§ Mr. Moonmanasked the Secretary of State for Social Services if he will now make a full review of all the circumstances in which Mr. James Harvey has been in psychiatric institutions since 1932 and details of which have been sent to him; and if he will place in the Official Report details of all such patients who first entered hospital in 1930 to 1940.

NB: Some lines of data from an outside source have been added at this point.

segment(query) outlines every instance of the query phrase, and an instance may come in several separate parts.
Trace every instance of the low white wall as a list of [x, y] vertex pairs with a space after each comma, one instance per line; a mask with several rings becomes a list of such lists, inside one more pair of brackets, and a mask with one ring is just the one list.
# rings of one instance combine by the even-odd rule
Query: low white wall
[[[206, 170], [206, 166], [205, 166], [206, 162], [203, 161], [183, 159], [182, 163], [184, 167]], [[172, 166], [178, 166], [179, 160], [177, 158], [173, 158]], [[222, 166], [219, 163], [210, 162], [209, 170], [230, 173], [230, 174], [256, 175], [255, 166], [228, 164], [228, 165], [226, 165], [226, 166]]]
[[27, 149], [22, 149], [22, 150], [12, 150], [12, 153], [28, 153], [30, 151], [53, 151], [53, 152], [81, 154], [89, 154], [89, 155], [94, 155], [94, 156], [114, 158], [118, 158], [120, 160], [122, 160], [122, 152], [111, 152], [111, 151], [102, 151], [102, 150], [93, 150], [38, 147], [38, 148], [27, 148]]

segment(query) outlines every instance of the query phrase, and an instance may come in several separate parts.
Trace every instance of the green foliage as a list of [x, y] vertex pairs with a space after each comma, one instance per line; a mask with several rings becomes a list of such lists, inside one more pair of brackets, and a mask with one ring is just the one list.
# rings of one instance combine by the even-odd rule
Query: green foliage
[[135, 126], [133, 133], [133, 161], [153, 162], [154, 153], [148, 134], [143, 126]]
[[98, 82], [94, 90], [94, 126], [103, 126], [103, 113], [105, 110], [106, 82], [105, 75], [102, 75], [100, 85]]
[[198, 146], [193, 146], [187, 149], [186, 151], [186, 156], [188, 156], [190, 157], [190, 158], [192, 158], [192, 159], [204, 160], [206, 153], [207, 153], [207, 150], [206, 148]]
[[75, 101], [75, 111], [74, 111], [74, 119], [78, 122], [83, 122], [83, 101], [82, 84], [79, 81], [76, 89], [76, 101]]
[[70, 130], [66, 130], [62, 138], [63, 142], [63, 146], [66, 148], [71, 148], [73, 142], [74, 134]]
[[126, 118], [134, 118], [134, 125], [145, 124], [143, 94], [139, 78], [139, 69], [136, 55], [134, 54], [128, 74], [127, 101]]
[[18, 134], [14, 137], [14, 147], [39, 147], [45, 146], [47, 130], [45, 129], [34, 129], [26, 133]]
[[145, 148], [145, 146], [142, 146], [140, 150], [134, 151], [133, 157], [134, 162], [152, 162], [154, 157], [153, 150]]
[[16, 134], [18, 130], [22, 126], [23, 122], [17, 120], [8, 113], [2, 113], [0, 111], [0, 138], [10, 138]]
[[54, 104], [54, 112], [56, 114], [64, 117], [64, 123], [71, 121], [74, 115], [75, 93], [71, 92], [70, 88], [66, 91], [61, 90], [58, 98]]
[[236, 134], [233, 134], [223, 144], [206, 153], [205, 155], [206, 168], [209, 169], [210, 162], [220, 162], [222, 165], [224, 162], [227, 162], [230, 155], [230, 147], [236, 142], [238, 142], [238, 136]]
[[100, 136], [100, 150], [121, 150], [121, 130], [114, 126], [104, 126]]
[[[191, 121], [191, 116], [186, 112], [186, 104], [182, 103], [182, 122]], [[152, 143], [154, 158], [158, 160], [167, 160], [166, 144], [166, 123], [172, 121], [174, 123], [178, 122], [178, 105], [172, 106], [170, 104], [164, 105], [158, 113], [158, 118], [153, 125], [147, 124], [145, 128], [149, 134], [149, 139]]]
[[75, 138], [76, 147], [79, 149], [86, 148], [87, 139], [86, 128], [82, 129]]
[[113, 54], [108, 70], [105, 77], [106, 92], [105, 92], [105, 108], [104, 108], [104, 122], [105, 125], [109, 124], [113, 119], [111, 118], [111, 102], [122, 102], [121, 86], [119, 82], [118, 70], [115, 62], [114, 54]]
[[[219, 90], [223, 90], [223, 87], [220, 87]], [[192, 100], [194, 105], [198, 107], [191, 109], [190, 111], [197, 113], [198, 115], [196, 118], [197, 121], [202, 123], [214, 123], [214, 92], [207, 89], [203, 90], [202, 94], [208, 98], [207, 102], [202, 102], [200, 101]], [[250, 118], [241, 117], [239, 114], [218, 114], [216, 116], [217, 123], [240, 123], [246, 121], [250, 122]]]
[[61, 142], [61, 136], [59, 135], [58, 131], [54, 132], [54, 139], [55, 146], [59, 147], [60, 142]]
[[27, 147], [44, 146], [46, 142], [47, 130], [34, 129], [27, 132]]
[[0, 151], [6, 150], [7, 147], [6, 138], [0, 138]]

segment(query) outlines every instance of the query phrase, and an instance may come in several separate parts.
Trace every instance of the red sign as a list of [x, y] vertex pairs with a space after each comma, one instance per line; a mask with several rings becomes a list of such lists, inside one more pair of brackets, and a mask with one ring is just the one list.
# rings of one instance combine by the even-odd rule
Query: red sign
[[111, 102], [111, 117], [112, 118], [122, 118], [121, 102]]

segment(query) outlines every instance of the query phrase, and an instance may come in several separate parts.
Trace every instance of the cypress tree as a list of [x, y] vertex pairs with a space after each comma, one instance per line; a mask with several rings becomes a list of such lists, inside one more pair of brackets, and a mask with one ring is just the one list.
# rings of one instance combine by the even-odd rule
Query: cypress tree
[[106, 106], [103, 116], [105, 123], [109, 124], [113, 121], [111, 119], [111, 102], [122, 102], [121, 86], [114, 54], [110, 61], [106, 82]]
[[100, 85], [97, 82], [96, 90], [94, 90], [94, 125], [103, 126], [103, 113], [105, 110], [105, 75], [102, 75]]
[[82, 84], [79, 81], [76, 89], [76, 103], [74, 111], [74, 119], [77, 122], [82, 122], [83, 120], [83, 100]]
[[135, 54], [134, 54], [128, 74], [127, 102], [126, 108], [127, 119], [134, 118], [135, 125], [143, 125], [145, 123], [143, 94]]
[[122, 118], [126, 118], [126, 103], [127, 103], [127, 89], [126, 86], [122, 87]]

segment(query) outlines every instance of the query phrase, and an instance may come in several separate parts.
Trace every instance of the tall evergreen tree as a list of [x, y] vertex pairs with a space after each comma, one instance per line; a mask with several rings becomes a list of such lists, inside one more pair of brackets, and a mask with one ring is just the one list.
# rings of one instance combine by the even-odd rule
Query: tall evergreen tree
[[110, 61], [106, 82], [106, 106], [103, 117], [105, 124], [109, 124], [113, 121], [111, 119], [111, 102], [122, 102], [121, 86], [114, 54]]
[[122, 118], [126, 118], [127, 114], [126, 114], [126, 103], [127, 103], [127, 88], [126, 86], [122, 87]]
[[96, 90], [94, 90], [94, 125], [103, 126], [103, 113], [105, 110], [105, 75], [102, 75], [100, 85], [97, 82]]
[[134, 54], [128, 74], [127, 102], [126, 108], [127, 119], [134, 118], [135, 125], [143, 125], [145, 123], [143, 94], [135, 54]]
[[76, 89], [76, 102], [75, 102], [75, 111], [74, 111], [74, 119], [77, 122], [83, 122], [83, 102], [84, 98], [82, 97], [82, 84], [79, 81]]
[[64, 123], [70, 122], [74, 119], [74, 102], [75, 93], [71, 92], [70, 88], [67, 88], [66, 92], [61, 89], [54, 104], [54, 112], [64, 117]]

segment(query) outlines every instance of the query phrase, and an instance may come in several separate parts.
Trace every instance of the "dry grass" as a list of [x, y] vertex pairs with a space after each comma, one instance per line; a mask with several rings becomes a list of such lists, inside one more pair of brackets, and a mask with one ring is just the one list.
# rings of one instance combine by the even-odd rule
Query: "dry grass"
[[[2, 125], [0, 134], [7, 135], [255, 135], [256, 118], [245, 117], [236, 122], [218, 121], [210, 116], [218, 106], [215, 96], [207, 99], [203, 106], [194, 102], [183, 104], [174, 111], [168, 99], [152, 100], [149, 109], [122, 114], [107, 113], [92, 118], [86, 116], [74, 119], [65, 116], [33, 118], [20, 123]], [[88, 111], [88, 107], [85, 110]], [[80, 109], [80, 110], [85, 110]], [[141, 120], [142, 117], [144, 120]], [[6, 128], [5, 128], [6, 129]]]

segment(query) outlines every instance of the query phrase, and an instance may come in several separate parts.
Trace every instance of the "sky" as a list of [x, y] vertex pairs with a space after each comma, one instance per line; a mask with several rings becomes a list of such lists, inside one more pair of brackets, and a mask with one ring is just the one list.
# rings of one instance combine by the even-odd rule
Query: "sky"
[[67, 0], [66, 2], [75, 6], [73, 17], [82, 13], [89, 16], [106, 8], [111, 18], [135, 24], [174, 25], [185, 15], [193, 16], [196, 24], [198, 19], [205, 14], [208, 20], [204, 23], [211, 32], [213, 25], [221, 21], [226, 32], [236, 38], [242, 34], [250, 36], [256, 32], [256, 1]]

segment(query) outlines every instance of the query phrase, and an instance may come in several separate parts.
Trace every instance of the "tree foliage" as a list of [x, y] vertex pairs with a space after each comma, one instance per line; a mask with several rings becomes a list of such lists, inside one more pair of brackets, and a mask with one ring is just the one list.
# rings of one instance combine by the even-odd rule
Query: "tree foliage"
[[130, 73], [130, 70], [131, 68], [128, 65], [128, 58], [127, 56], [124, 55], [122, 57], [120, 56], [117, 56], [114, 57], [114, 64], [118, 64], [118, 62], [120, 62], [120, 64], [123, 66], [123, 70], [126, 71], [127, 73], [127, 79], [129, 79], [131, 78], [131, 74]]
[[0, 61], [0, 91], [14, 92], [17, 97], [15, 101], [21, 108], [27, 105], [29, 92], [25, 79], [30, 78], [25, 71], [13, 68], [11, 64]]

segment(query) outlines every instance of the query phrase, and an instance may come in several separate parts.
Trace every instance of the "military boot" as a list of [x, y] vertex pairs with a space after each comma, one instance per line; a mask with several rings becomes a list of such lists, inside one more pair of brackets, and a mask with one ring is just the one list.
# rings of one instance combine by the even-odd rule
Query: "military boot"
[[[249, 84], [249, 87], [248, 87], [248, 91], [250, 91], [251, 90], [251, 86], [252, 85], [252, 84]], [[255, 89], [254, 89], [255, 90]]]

§ Mr. Moyle,pursuant to his reply [Official Report, 18th February; Vol. 926, c. 402], gave the following information:
According to Departmental records Mr. James Harvey was admitted to 463W Rampton Hospital under Section 6 of the Mental Deficiency Act 1913 in 1932. This section allowed for an order to be made by a judicial authority in relation to any mental defective—as defined under Section 1 of the Mental Deficiency Act 1913—in the circumstances set out in Section 2 of the 1913 Act, as amended by the 1927 Act. A justice of the peace for the City of Stoke-on-Trent found him, on medical evidence, to be a mental defective, within the meaning of the Act, and to he neglected and without means of support and signed an order on 7th April 1932. The medical reports indicated that he exhibited dangerous and violent propensities and he was admitted to Rampton Hospital on 8th April 1932. In 1935 he was transferred to Moss Side hospital for a period of six months, but was returned to Rampton Hospital following his absconding from Moss Side. In 1951 he was again transferred to Moss Side and on 19th April 1961 was transferred from Moss Side Hospital to Monyhull Hospital, Birmingham. I understand that he ceased to be subject to compulsory detention under the Mental Health Act 1959 on 26th May 1962. He continued to be a patient at Monyhull Hospital, on an informal basis, for various periods until 1971.
During the period in which he was in Rampton and Moss Side Hospitals the question of his transfer to a less secure hospital was considered on a number of occasions, but until 1961 the view of his doctors was that he still required care and treatment under conditions of special security.
Central records of all individual psychiatric patients are not maintained, and details of all patients who entered hospital in 1930–1940 are not available.